Hi everyone,

I'm still stuck with my problem about remainings indel in my assembly (see this post for further informations : C: [PacBio assembly] Remaining indels after polishing )

I'm trying to understand my problem. To do so, instead of aligning RNA-seq reads (Illumina), I've tried to align DNA reads (still illumina, paired) against my PacBio assembly, to have more data more evenly distributed.
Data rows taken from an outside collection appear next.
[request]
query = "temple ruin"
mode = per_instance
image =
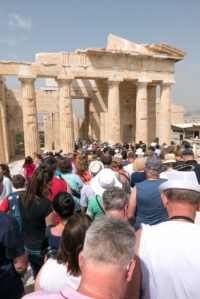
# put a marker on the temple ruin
(118, 85)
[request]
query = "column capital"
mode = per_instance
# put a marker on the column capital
(28, 78)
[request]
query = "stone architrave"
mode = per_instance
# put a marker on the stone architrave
(30, 122)
(165, 113)
(66, 114)
(141, 112)
(86, 108)
(113, 111)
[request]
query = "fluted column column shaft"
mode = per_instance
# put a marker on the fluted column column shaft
(141, 113)
(30, 122)
(66, 115)
(113, 111)
(165, 114)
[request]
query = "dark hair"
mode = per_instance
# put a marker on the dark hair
(64, 165)
(106, 159)
(64, 205)
(37, 184)
(124, 155)
(18, 181)
(28, 162)
(183, 196)
(5, 168)
(72, 241)
(50, 163)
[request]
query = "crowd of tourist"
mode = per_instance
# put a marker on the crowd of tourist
(106, 221)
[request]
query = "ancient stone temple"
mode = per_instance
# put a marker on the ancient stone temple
(118, 85)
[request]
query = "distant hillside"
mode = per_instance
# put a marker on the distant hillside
(190, 113)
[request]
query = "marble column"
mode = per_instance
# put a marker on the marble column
(86, 108)
(4, 124)
(165, 113)
(141, 112)
(66, 115)
(151, 95)
(113, 111)
(30, 122)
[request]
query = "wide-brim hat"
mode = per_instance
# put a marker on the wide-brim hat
(104, 180)
(95, 167)
(185, 180)
(169, 158)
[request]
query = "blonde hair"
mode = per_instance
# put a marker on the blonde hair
(139, 163)
(116, 162)
(148, 153)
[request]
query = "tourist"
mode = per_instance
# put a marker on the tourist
(179, 158)
(74, 181)
(105, 272)
(64, 207)
(131, 158)
(139, 174)
(29, 168)
(115, 202)
(145, 205)
(36, 214)
(168, 162)
(167, 255)
(102, 181)
(87, 192)
(7, 181)
(35, 154)
(65, 270)
(117, 166)
(13, 259)
(82, 168)
(188, 157)
(57, 185)
(148, 153)
(10, 202)
(40, 159)
(70, 156)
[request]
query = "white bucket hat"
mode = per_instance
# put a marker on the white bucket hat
(185, 180)
(95, 167)
(103, 180)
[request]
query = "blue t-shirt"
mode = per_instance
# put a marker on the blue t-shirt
(11, 247)
(137, 177)
(150, 208)
(75, 183)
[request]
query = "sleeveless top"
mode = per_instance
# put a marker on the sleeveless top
(170, 260)
(150, 208)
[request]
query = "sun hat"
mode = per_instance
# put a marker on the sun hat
(153, 163)
(103, 180)
(169, 158)
(139, 152)
(185, 180)
(95, 167)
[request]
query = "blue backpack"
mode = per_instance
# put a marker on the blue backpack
(16, 213)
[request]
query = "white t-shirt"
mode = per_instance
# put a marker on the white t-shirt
(129, 168)
(170, 260)
(54, 276)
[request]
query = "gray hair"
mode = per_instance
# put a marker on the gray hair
(114, 199)
(155, 172)
(70, 155)
(110, 240)
(118, 155)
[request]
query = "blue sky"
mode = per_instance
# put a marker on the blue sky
(30, 27)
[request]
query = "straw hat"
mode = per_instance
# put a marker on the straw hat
(169, 158)
(103, 180)
(186, 180)
(95, 167)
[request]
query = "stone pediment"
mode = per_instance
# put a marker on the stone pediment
(116, 43)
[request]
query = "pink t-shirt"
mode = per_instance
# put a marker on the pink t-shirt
(65, 293)
(30, 170)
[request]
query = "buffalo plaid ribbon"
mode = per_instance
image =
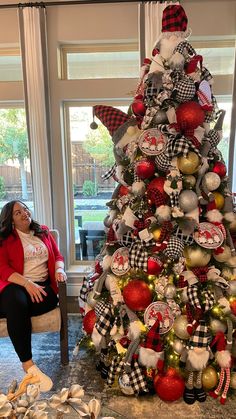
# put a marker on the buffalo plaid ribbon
(136, 376)
(139, 252)
(104, 316)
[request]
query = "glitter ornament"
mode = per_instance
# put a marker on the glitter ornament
(137, 295)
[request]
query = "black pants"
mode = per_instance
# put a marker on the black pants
(17, 307)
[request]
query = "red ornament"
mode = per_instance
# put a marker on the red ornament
(123, 190)
(154, 266)
(157, 183)
(137, 295)
(89, 321)
(145, 168)
(189, 115)
(170, 386)
(233, 307)
(138, 107)
(220, 169)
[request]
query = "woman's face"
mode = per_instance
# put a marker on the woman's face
(21, 217)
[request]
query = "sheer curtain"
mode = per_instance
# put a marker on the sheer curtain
(32, 24)
(150, 18)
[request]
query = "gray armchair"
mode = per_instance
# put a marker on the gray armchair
(55, 320)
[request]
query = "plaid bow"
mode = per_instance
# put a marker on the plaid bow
(201, 273)
(139, 252)
(174, 248)
(104, 315)
(136, 376)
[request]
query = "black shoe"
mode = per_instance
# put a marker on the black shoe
(189, 395)
(200, 394)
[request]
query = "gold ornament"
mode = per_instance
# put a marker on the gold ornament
(180, 327)
(189, 180)
(156, 234)
(224, 256)
(209, 378)
(196, 256)
(219, 200)
(189, 164)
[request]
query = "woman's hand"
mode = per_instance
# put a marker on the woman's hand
(35, 291)
(60, 275)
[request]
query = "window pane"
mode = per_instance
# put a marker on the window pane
(92, 156)
(15, 173)
(97, 65)
(220, 61)
(10, 68)
(223, 145)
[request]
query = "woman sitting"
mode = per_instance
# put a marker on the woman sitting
(30, 268)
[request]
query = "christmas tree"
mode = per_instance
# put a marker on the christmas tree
(160, 306)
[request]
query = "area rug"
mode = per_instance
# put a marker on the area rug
(81, 370)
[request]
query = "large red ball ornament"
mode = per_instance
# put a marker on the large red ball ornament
(220, 169)
(170, 386)
(123, 190)
(145, 168)
(137, 295)
(189, 115)
(157, 183)
(138, 107)
(89, 321)
(154, 266)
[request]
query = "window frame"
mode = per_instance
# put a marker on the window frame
(69, 181)
(95, 46)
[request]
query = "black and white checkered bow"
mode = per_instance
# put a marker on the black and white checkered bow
(138, 255)
(136, 376)
(185, 48)
(174, 248)
(104, 316)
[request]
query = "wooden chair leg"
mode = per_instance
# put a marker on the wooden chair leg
(64, 324)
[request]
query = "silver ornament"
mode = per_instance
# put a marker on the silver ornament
(170, 291)
(125, 386)
(188, 200)
(217, 326)
(180, 327)
(232, 287)
(178, 346)
(159, 118)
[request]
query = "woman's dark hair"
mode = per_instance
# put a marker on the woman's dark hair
(6, 218)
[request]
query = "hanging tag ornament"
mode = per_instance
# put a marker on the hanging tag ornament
(152, 142)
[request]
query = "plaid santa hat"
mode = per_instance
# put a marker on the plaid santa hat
(151, 353)
(174, 19)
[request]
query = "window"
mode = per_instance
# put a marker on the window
(15, 173)
(91, 157)
(10, 64)
(99, 61)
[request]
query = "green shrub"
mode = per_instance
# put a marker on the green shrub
(89, 188)
(2, 188)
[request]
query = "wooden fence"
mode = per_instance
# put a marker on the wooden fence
(83, 168)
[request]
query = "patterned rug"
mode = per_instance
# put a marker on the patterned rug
(81, 370)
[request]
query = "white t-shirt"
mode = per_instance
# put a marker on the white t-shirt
(35, 257)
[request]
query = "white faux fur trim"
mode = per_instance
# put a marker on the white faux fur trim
(214, 216)
(149, 358)
(223, 358)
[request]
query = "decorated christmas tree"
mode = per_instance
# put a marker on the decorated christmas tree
(160, 306)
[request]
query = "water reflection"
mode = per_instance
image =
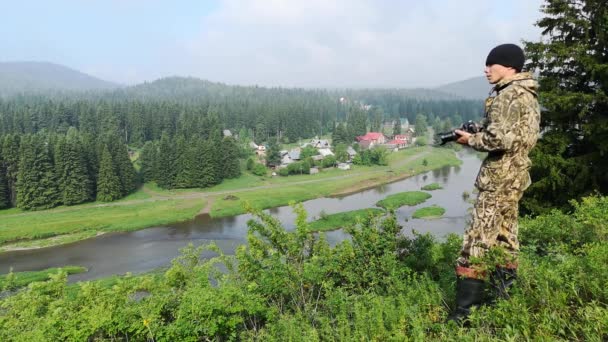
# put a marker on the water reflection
(146, 249)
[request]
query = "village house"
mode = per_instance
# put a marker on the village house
(290, 157)
(317, 143)
(371, 139)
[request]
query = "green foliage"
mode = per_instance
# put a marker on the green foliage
(308, 151)
(298, 168)
(231, 165)
(422, 141)
(108, 185)
(149, 159)
(329, 161)
(292, 285)
(428, 212)
(374, 156)
(259, 170)
(250, 164)
(14, 280)
(570, 158)
(421, 127)
(37, 186)
(343, 219)
(340, 152)
(410, 198)
(273, 154)
(431, 187)
(397, 127)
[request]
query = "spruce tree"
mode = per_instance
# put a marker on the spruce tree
(570, 159)
(37, 186)
(148, 157)
(187, 164)
(167, 170)
(231, 165)
(74, 181)
(206, 164)
(421, 125)
(397, 127)
(4, 201)
(108, 183)
(10, 153)
(273, 154)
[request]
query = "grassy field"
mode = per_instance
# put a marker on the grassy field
(20, 279)
(429, 212)
(334, 182)
(431, 187)
(90, 220)
(403, 198)
(343, 219)
(151, 205)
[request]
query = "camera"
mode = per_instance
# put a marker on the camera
(469, 126)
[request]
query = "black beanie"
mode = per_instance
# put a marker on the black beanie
(509, 55)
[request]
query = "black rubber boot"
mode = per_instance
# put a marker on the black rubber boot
(469, 294)
(502, 279)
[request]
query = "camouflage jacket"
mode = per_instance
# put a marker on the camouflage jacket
(510, 130)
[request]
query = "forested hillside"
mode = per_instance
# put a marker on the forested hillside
(56, 143)
(29, 77)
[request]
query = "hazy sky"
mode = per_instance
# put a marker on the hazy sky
(308, 43)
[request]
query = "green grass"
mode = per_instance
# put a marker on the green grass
(343, 219)
(87, 218)
(24, 278)
(402, 164)
(429, 212)
(431, 187)
(155, 206)
(403, 198)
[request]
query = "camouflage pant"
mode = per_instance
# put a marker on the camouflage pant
(494, 224)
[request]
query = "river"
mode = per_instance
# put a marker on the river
(147, 249)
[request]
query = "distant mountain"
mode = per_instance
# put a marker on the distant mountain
(472, 88)
(19, 77)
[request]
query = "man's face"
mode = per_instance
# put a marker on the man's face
(496, 72)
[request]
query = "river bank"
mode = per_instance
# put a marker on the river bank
(151, 206)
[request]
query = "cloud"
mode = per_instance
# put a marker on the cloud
(349, 43)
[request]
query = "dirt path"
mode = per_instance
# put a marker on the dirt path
(211, 195)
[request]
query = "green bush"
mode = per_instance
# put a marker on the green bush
(293, 285)
(259, 170)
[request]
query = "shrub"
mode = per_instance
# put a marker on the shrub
(259, 170)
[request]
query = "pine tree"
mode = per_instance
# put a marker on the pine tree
(108, 183)
(124, 167)
(397, 127)
(570, 159)
(10, 153)
(75, 183)
(166, 172)
(273, 154)
(231, 165)
(421, 125)
(4, 200)
(36, 181)
(206, 161)
(148, 157)
(187, 164)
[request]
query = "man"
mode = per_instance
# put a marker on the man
(509, 132)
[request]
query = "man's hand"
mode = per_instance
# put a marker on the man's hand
(463, 137)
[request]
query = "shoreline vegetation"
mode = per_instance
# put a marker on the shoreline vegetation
(431, 187)
(342, 219)
(151, 206)
(14, 280)
(409, 198)
(428, 212)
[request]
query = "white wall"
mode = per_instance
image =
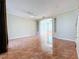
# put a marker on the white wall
(66, 26)
(20, 27)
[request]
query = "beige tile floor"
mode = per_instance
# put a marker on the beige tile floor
(30, 49)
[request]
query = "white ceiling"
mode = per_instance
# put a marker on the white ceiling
(39, 8)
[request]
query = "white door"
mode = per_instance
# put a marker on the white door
(45, 29)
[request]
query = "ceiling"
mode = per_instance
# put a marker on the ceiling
(40, 8)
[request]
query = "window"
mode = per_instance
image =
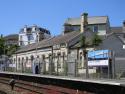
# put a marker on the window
(30, 37)
(95, 28)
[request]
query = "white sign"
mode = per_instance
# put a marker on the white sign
(12, 65)
(98, 63)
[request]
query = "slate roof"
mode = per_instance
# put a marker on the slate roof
(11, 37)
(49, 42)
(116, 29)
(115, 43)
(91, 20)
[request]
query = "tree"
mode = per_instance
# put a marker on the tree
(2, 45)
(95, 41)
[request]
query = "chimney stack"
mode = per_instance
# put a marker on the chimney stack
(84, 21)
(123, 28)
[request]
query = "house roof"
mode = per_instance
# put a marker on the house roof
(11, 37)
(49, 42)
(91, 20)
(116, 29)
(115, 43)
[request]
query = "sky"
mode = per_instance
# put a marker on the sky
(51, 14)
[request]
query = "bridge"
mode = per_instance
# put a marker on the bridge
(48, 84)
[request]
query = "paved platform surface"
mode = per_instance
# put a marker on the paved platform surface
(117, 82)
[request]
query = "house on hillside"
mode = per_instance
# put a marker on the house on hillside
(99, 24)
(33, 34)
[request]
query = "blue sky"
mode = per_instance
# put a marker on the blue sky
(51, 14)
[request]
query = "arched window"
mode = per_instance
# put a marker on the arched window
(32, 57)
(26, 59)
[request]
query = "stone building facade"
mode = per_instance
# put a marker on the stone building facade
(33, 34)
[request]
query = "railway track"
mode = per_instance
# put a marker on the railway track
(37, 88)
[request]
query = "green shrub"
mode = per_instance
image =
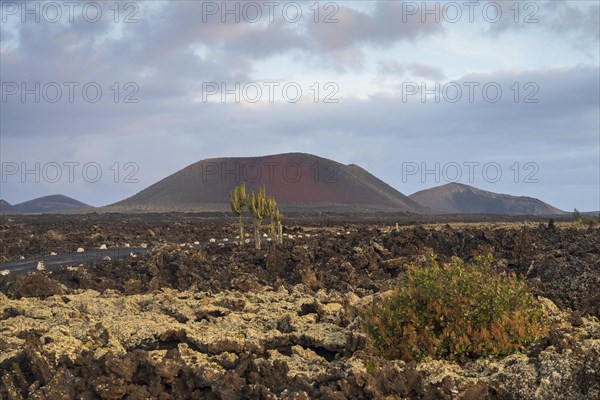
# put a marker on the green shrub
(455, 311)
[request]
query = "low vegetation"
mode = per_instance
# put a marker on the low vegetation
(260, 206)
(589, 221)
(455, 311)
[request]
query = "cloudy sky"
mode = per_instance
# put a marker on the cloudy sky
(101, 100)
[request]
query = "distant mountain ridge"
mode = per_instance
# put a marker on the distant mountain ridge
(47, 204)
(464, 199)
(298, 181)
(6, 207)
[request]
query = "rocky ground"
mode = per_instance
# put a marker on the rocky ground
(224, 322)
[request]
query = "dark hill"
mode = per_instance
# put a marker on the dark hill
(298, 181)
(465, 199)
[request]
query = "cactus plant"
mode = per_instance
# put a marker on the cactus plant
(257, 204)
(271, 208)
(278, 218)
(237, 200)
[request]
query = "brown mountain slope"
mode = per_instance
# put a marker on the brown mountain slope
(464, 199)
(298, 181)
(49, 204)
(6, 207)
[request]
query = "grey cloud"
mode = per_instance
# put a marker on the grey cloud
(398, 69)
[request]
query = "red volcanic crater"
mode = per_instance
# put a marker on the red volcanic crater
(297, 180)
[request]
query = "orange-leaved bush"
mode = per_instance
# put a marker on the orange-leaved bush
(455, 311)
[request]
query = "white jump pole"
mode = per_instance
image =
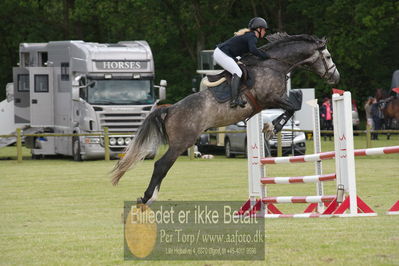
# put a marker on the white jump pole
(317, 149)
(255, 151)
(344, 151)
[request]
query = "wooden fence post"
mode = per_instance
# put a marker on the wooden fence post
(368, 136)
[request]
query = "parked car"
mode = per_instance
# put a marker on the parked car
(236, 143)
(355, 116)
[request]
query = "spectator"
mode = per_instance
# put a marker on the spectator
(378, 118)
(367, 109)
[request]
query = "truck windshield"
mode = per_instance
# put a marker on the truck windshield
(120, 92)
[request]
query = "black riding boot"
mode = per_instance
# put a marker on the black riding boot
(235, 97)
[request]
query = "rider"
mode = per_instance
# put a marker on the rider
(243, 42)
With two bam file (RNA seq and DNA reads alignement VS PacBio assembly) and my genome, I was checking some regions using IGV.

Indels are unevenly distributed along the genome, they seem to be clustered in some very particular regions, sometimes in introns, sometimes in exons, but they are most likely to appear in very polymorphic regions. Interestingly, theses regions (high indels, high polymorphism) show small coverage drops of Illumina reads. I don't really know how to interpret theses drops and I need some enlightenments. My guess is that, as the sequence from my assembly is very different, the aligner (hisat2 in my case) couldn't align a lot of reads, and the coverage decrease. Not really sure about my conclusions though.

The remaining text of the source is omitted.